RICE LAKE, WIS. – On a rare Saturday morning in August that finds all four Ellenson kids at home, restlessness creeps in quickly.
Clustered around a small sun room that acts as an entryway to the caramel-colored Rice Lake house, the Ellensons are all lanky limbs and pent-up energy. Wally mindlessly bats a football between his knees. Ella rummages for a ball to toss. Ellwood and Henry's 6-8 and 6-10 frames are holed in a corner of the room like a pair of eagles in a bird house, glancing outside, itching to stretch their wings. Past the open windows is a world the Ellensons have made their athletic kingdom: a picturesque northwestern Wisconsin town of about 8,300, lined by oak trees and crowned by Rice Lake, a glistening basin only two blocks away.
Each of the four kids appears to have a bright athletic future. Wally, 19, competes in both basketball and track and field at the University of Minnesota, where he is one of the country's top collegiate high jumpers. Ellwood, 18, will play basketball at Bemidji State this year. Henry, 16, is ranked No. 42 in the nation by Rivals.com for 2015 high school basketball recruits heading into his junior year. And Ella, 14 and just entering high school, already is receiving attention from colleges, including the Gophers women's basketball program. The siblings are a pickup game ready to happen. In any sport.

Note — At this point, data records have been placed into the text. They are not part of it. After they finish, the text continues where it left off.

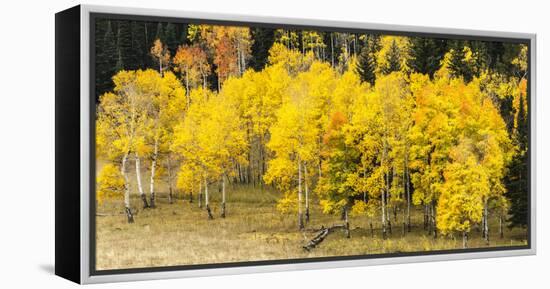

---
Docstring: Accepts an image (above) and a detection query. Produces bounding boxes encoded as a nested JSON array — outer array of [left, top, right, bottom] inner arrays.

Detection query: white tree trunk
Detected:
[[221, 176, 225, 218], [135, 153, 149, 208], [198, 180, 202, 208], [204, 178, 214, 220], [483, 200, 489, 244], [120, 153, 134, 223], [149, 138, 159, 208], [304, 163, 309, 223], [298, 158, 304, 230]]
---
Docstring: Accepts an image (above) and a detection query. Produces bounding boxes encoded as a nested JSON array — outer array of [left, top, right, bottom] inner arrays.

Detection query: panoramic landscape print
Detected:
[[92, 18, 531, 270]]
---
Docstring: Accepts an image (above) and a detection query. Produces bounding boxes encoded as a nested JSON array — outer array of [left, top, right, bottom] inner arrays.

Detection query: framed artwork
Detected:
[[55, 5, 536, 283]]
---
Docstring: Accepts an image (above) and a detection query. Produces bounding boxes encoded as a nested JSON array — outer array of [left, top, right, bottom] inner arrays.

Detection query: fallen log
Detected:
[[302, 225, 346, 251]]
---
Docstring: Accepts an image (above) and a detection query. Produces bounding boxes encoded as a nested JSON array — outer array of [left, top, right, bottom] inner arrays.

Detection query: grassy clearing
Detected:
[[96, 186, 526, 270]]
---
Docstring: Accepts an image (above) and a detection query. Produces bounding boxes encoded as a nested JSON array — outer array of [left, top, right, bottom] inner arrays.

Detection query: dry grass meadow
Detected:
[[96, 182, 527, 270]]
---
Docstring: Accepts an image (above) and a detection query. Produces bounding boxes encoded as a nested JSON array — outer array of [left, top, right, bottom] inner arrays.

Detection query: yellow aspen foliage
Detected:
[[96, 164, 124, 204]]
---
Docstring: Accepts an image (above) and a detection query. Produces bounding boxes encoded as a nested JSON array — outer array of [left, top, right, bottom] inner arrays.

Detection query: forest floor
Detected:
[[96, 182, 527, 270]]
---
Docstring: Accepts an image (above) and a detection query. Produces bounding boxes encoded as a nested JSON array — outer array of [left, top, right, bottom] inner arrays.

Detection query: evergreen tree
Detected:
[[506, 98, 529, 227], [384, 40, 401, 74], [407, 37, 446, 78], [155, 22, 166, 43], [117, 20, 136, 70], [449, 40, 477, 82], [250, 27, 275, 71], [128, 21, 146, 70], [164, 23, 179, 55], [357, 39, 376, 85], [96, 21, 119, 97]]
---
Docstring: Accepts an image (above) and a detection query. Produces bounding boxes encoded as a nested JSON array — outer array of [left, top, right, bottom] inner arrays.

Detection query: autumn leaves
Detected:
[[96, 25, 526, 247]]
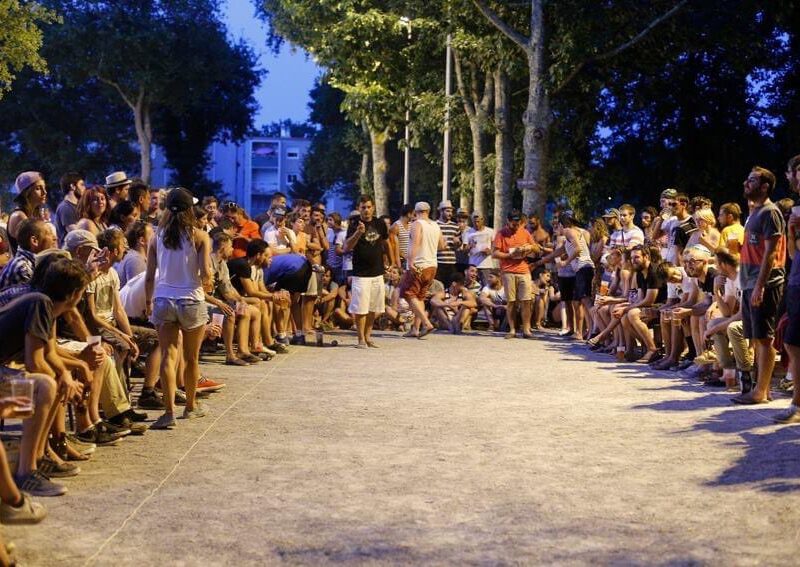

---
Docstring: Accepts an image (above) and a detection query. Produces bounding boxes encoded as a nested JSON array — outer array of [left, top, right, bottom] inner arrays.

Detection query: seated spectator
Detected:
[[75, 185, 111, 236], [0, 219, 56, 289], [114, 221, 153, 287], [431, 272, 478, 335], [206, 232, 261, 366]]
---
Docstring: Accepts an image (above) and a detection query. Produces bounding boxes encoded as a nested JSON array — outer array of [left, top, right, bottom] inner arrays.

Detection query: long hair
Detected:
[[78, 185, 111, 224], [158, 207, 197, 250]]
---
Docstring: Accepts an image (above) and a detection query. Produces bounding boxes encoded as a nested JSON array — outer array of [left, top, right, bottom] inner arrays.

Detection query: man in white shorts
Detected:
[[344, 195, 389, 349]]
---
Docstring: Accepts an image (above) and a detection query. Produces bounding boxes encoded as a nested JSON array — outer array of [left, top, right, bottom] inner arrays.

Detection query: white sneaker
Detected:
[[0, 492, 47, 524]]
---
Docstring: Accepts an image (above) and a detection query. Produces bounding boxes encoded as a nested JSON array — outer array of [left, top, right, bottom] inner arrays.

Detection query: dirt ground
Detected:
[[3, 333, 800, 567]]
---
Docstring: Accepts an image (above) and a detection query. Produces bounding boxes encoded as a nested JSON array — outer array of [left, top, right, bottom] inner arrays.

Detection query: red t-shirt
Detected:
[[232, 220, 261, 258], [494, 226, 535, 274]]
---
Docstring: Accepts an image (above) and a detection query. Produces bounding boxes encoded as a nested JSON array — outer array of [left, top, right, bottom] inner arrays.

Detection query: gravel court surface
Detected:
[[3, 333, 800, 566]]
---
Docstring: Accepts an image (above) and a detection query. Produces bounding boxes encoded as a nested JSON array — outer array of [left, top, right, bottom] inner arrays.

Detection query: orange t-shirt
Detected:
[[231, 220, 261, 258], [494, 227, 535, 274]]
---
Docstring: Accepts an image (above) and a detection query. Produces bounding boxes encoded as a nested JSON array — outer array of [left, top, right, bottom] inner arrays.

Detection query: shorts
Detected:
[[503, 272, 533, 303], [783, 285, 800, 346], [572, 266, 594, 301], [303, 271, 322, 297], [436, 262, 457, 287], [348, 276, 386, 315], [400, 267, 436, 301], [558, 276, 575, 301], [150, 297, 208, 331], [742, 286, 792, 344], [275, 262, 314, 293]]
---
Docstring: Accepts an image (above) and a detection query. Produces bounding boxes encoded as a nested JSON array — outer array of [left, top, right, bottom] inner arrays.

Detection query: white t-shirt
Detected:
[[264, 226, 297, 254], [465, 226, 494, 269]]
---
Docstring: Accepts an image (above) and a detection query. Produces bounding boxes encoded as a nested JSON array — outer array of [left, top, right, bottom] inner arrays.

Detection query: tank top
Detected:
[[564, 233, 594, 274], [409, 219, 442, 270], [153, 231, 205, 301], [394, 220, 411, 259]]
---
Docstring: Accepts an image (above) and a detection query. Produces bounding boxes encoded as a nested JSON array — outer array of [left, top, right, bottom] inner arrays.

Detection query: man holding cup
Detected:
[[492, 210, 541, 339]]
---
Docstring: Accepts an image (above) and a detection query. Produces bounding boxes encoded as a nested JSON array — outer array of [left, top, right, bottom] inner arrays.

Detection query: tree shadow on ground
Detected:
[[706, 426, 800, 493]]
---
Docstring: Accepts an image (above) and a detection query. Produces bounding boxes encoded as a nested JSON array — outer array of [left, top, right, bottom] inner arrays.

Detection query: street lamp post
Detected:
[[442, 33, 453, 201], [400, 16, 411, 205]]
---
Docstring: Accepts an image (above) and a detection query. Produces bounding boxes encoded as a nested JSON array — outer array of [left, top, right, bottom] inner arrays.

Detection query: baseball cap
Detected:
[[64, 228, 100, 250], [603, 209, 619, 220], [167, 187, 194, 213], [11, 171, 44, 195]]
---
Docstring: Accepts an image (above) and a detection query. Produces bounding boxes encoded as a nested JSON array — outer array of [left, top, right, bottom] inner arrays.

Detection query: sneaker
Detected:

Sometimes the activities are football or baseball, with rules uniquely created for however many participants the kids can find. Other times it's golf or biking or badminton in their yard. Many times, Wally will head to the lake solo, propping his fishing tackle and one of the family's two canoes on his skateboard to gingerly guide it to the dock. At night, all six — the four siblings and their parents, John and Holly — will trek a couple blocks over to the public tennis courts and face off under the lights.
Over several weeks this summer, the four kids constructed a tool shed and painted a white picket fence. Occasionally, they find time to help a neighbor in his cornfield, picking ripe cobs for his vegetable stand.
Most of the time, they can be found at the Rice Lake High gym, shooting or scrimmaging for hours on end.
"They stay busy," Holly says with a laugh.
Experiencing, even for a day, the family's frenetic pace, Wally's gym rat reputation comes as no surprise. Last year, even though the Gophers' 6-6 wing averaged only 5.3 minutes in nine games as a freshman, it was not unusual to see him on the Williams Arena floor hours before a game, putting up extra shots. He's maintained his already relentless basketball regimen — one he devotedly established years ago — while becoming a two-sport athlete.